What To Pack For a Day Hike

day hike

If you’re relatively new to hiking, then you’ll no doubt be looking to do a day hike or two. With that in mind, there are a few things you’ll need to bring with you to ensure you have a comfortable hike.

Day Hike Backpack

First of all, a small backpack is essential.

You could probably get away with a non-hiking backpack, however, most day packs have several pockets to hold all your gear.

As well as a few other features that make it more efficient than your regular backpack.

My daypack is a Denali Hydro Ridge Hydration pack which has two storage compartments as well as side mesh pockets.

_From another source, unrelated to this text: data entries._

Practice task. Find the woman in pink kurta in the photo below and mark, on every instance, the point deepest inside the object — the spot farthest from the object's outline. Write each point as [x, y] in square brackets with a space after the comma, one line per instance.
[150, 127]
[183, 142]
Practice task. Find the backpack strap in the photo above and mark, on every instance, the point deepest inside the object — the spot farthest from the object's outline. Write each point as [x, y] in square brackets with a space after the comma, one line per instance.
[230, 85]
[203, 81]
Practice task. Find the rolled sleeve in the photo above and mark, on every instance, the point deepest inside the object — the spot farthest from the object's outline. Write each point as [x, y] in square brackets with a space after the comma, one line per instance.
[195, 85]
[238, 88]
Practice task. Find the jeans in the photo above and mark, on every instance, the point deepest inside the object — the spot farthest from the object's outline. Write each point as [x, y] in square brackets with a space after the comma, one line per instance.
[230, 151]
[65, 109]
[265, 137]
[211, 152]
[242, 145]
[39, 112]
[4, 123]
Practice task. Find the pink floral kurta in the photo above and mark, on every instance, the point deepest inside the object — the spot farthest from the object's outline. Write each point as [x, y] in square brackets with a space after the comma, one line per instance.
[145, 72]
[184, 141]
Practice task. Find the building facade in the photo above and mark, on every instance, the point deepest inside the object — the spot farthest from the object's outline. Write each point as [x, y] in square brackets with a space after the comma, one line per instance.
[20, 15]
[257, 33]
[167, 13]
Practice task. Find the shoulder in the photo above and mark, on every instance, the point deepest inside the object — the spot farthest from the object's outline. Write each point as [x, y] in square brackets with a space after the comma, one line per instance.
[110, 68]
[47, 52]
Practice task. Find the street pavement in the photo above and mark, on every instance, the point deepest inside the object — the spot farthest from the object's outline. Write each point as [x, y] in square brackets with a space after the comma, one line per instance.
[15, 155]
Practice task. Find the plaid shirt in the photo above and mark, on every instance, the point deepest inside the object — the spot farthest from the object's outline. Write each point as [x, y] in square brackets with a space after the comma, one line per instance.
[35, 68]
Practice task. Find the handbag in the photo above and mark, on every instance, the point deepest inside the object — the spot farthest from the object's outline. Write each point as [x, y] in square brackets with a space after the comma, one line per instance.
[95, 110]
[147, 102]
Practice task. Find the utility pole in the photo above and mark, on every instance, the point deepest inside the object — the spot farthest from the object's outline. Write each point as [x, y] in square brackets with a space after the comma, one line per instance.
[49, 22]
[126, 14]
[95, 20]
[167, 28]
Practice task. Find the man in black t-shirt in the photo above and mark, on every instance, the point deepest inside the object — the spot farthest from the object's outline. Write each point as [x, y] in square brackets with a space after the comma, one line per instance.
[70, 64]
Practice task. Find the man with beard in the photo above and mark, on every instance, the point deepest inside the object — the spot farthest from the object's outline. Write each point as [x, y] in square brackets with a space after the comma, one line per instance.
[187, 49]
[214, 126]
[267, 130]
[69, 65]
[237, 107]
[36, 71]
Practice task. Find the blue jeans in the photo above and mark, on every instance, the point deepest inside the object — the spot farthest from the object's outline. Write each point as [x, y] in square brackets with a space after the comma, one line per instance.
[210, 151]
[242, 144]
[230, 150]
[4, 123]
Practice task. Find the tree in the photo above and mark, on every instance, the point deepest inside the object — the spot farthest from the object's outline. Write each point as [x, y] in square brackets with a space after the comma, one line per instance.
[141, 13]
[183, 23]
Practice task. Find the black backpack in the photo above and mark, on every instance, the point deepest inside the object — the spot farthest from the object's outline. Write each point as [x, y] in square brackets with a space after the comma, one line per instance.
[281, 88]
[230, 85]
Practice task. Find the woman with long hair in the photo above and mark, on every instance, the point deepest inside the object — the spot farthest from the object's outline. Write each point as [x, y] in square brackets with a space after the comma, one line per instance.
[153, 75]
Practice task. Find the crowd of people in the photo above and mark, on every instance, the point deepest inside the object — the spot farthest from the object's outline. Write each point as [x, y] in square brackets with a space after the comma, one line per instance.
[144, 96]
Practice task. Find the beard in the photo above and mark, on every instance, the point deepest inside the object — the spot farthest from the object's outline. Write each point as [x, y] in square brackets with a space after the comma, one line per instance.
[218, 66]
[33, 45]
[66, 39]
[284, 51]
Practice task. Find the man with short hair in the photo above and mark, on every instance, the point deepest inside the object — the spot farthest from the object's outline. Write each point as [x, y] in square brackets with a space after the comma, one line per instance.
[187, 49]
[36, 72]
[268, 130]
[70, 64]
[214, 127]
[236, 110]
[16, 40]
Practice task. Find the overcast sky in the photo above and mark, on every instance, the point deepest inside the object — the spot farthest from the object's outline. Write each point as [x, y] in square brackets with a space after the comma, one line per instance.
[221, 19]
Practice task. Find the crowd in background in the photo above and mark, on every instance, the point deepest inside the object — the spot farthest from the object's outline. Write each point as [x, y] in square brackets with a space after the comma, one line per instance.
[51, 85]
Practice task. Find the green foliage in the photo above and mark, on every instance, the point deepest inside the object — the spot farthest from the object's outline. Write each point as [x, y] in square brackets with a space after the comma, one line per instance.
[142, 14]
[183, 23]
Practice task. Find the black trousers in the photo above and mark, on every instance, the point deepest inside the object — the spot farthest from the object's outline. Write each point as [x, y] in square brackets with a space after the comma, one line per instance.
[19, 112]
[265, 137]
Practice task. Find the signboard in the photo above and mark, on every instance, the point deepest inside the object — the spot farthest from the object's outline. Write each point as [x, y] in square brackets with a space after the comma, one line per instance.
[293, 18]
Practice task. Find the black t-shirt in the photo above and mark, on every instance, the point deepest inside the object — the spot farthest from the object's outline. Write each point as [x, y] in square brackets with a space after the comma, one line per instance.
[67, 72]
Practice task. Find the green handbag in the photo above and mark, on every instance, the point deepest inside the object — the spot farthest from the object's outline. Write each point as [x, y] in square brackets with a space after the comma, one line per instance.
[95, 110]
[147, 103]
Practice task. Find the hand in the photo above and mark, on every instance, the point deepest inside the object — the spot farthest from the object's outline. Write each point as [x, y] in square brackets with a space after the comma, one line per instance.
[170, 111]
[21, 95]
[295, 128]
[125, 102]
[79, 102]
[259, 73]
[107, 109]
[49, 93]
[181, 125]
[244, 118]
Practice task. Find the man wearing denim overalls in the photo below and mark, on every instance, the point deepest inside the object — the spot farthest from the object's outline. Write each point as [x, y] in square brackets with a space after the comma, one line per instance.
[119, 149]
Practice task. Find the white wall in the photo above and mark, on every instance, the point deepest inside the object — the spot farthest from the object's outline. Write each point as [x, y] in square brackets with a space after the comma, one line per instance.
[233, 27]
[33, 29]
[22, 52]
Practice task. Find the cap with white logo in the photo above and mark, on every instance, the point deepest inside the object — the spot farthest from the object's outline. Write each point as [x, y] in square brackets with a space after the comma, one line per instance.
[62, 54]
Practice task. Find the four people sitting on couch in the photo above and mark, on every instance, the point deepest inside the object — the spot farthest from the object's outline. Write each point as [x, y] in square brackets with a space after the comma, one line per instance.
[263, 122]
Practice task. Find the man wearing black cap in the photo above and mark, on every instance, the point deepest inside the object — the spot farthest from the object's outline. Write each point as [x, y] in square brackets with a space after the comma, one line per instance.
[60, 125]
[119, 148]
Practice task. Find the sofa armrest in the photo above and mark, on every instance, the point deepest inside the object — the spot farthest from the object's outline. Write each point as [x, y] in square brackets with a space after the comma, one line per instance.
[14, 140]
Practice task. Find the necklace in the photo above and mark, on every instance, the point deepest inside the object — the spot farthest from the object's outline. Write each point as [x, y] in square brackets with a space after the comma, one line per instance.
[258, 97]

The hydration bladder that comes with it isn’t the best, so if you already have one then use that instead.

Food & Water

A pretty obvious one. Regardless of how long you are heading out for, in my opinion, you should always take at least 2 litres of water with you and plenty of food.

Bottles of water are more than suitable, however, if you’re really keen on hiking more regularly you might evolve into hydration bladders or something similar.

I take a 3 litre Source Hydration bladder with me whenever I go on a day hike. It’s efficient and I can take 3 litres of water with me even if I know I probably may not drink it all.

It’s my belief that you can never have too much water with you.

First Aid

Some sort of first aid kit should be the first item you put in your backpack before you head out. In fact, it should always be in your backpack.

You don’t necessarily have to go out and buy a pre-made kit. Put together what you feel is necessary and over time what you include will evolve.

Some of the items I include in mine are:

  • Band-Aids or blister pads
  • Scissors
  • Elastoplast tape
  • Panadol
  • Wet Wipes
  • Dettol
  • Bandages
  • Hydrolyte sachets
  • Antiseptic cream

Clothing for a Day Hike

This will all depend on the weather that awaits you. If I know it’s going to be cool where I’m going for my day hike, then I’ll always pack a fleece jumper.

Obviously, if you know it could potentially rain then a rain jacket will be required.

There is nothing worse than getting out there, have the weather turn on you and not have the right gear with you.


This is particularly important if you don’t know the area that well. You may not need to bring a compass with you, but at the very least you should bring a map of the where you are going.

You might also want to let someone know where you’re going on your day hike and give them a copy of the map as well.

Other Bits & Pieces for a Day Hike

  • Hiking poles are handy for hills as well as testing the depth of any rivers or streams you might come across.
  • Portable battery for when you need to charge your phone or camera.
  • A good pair of socks; preferably merino. Refrain from wearing cotton as it holds onto moisture and can create blisters.

Is there something I’ve missed here for a day hike gear list? Or perhaps there is something you like to bring with you on your day hikes? Either way, let me know in the comments section below.

13 Responses
  1. Thanks for the post. I went over to CO lost year and did Princeton and forgot sunscreen. Luckily, I met two girls who were on their way down that let me use some. Sunglasses would be a good idea too.

    1. John Feeney

      Yeah there’s always something that you forget hey?! Sunscreen is an example of something you should probably always have on you during a day hike, but may not necessarily fall into the essential category. Could go either way I reckon.

    1. John Feeney

      Hey Eileen, good suggestion. I personally don’t take it with me on day hikes but I can see why you might need it ;). But I do take it with me on multi-day hikes. Thanks for reading and taking the time to comment.

  2. Nat

    Full coverage hat and sunscreen, nothing worse than sun coming out harsher than expected and walking for hours in one direction with sun burning your neck. I wear a cap but take a Sunday Afternoon hat just in case.

    A whistle – cheap and handy if you do need to attract attention.

    A spare water bottle if you use a bladder. If the bladder busts you have a back up to fill or accept donations of water from others. Also, if you need electrolytes they will make your bladder mouldy, so it’s god to have an easy to clean bottle to which you can add electrolytes.

    Hanky and chapstick but that’s just me…

    1. John Feeney

      Hey Nat!

      Thanks for taking the time to read the blog and comment. Really appreciate it and love your suggestions. I think the great thing is that the principles behind your suggestions are all based on safety, comfort and practicality with slight differences based on personal preferences.

      Thanks again!

  3. Lou

    PLB – I don’t leave home without one. Even a well known trail can lead you astray or you may stumble and injure yourself

  4. Janette Bennett

    My first aid kit always includes some salt, to assist with leech removal. I’m in Victoria. I gather tick removal in other states can be an issue? Maybe tweezers?

  5. Carol

    Hi John
    I also carry a whistle, torch, rain poncho, silver blanket, sunscreen, insect repellent, notebook and pen, a ladies scarf. Most of these items don’t take up much space or weight

    1. John Feeney

      Some great suggestions there, Carol, and all very handy given they are lightweight!

      Thank you for taking the time to read the blog and respond. Much appreciated.